Learning Truth in Lending's definitions of finance is an essential exercise for a compliance manager or auditor. When auditing disclosures for compliance it is essential to be able to recognize charges that are finance charges and then use that conclusion to test the accuracy of the calculations and disclosures.

The problem in this process is that the compliance auditor works with what is in the file. There are now a number of charges, such as those paid to lender-required third parties and mortgage brokers, that are finance charges. If the loan officer did not recognize these fees as finance charges, they may not appear in the file. In that case, your audit may not find them.
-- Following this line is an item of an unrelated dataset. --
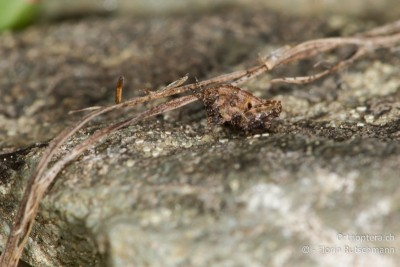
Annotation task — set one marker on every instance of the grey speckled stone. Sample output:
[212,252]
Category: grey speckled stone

How can you be certain that all finance charges have been accurately captured? Sit down with several loan officers (one at a time) and ask them about the loan application process and all fees that might be paid by the customer.

Use your discussions with lenders to make a comprehensive list of all fees that may be charged to loan customers. Probe to find out about third party fees, including fees the customer may pay directly to third parties, and fees the customer may pay through the bank to third parties. Find out whether the bank ever retains a portion of a third party fee.

When you have compiled the list, review it and place each fee into one of three categories: "Always a finance charge", "Never a finance charge", and "Finance charge if a condition is met."

Make a copy of the list for everyone in lending and use it as the basis for a brief course on finance charges. Then advise your lenders that they should review this list each time they close a loan as a control tool to be sure they have identified all finance charges.

When you audit, look for these charges. Also carefully review HUD-1s and HUD-1As to see how the charges are reflected.